According to the minister, "They are military personnel. First, they are to go through the in-house processes. There are two options – either to charge them before the court martial which is a special court established by law for the trial of soldiers or in the alternative for the military after consummation of the in-house processes should consider handing them over for trial."
With respect, the offence of terrorism allegedly committed by the indicted soldiers are not provided for in the Armed Forces Act. To that extent, a general court-martial or special court-martial lacks the jurisdictional competence to try the offence of terrorism committed against police personnel and other members of the public by soldiers who are subject to service law.
For the avoidance of doubt, Section 32 of the Terrorism Prevention Act 2011 as amended by the Terrorism Prevention Amendment Act 2013 provides that "The Federal High Court located in any part of Nigeria, regardless of the location where the offence is committed, shall have jurisdiction to (a) try offences under this Act or any other related enactment; (b) hear and determine proceedings arising under this Act".
Hence, the indicted soldiers were properly charged with terrorism along with other suspects in the ony competent court in the land.

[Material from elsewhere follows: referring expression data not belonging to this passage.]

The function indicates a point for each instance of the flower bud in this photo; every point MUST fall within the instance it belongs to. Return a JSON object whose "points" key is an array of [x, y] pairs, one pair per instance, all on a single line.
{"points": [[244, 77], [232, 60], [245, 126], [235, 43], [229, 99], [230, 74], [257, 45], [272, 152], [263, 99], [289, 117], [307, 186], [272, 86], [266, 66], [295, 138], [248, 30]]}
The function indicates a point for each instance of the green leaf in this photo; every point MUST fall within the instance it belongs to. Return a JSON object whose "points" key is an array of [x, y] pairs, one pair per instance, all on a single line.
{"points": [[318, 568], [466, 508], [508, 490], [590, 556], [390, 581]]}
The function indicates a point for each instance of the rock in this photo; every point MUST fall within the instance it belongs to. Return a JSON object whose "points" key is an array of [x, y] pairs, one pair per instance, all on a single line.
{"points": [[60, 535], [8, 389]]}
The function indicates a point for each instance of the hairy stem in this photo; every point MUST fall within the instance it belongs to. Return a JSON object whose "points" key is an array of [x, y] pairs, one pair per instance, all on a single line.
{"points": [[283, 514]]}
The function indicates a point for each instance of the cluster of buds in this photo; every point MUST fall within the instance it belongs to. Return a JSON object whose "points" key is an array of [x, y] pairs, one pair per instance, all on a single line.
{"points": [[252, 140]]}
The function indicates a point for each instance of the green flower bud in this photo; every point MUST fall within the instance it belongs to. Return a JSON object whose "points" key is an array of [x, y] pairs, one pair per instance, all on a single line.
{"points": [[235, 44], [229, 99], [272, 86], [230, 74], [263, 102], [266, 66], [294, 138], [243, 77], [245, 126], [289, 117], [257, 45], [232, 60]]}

However, since the military authorities did not release the suspects to the police for the purpose of arraigning them in court the learned trial judge, the Honourable Justice Binta Nyako rightly ordered the Chief of Army Staff to produce them to answer to the heinous charge of terrorism and allied offences.
Even though the Attorney-General withdrew the charges against the indicted soldiers the order that they be produced in court for arraignment has not been vacated or quashed either by the trial court or the Court of Appeal. Therefore, the Attorney-General is duty bound by to ensure full and unconditional compliance with the valid and subsisting order of the federal high court in accordance with section 287 (3) of the constitution.